Department of Chemistry, University of Cambridge, Lensfield Road, Cambridge, CB2 1EW, UK.
Paulson School of Engineering and Applied Sciences, Harvard University, Cambridge, MA, 02138, USA.
Sci Rep. 2017 Sep 25;7(1):12295. doi: 10.1038/s41598-017-12528-8.
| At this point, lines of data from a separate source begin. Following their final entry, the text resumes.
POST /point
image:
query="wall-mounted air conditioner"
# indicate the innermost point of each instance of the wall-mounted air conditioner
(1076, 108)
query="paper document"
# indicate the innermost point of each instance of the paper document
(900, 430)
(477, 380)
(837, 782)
Many biological and synthetic systems exploit self-assembly to generate highly intricate closed supramolecular architectures, ranging from self-assembling cages to viral capsids. The fundamental design principles that control the structural determinants of the resulting assemblies are increasingly well-understood, but much less is known about the kinetics of such assembly phenomena and it remains a key challenge to elucidate how these systems can be engineered to assemble in an efficient manner and avoid kinetic trapping. We show here that simple scaling laws emerge from a set of kinetic equations describing the self-assembly of identical building blocks into closed supramolecular structures and that this scaling behavior provides general rules that determine efficient assembly in these systems. Using this framework, we uncover the existence of a narrow range of parameter space that supports efficient self-assembly and reveal that nature capitalizes on this behavior to direct the reliable assembly of viral capsids on biologically relevant timescales.
许多生物和合成系统利用自组装来生成高度复杂的封闭超分子结构,范围从自组装笼到病毒衣壳。控制组装结构的基本设计原则越来越被理解,但对于这些组装现象的动力学了解甚少,阐明这些系统如何能够以有效的方式组装并避免动力学捕获仍然是一个关键挑战。我们在这里表明,一组描述相同构建块自组装成封闭超分子结构的动力学方程产生了简单的标度律,这种标度行为提供了确定这些系统中有效组装的一般规则。使用这个框架,我们揭示了在支持有效自组装的参数空间的狭窄范围内存在,并表明自然界利用这种行为来指导病毒衣壳在生物相关时间尺度上的可靠组装。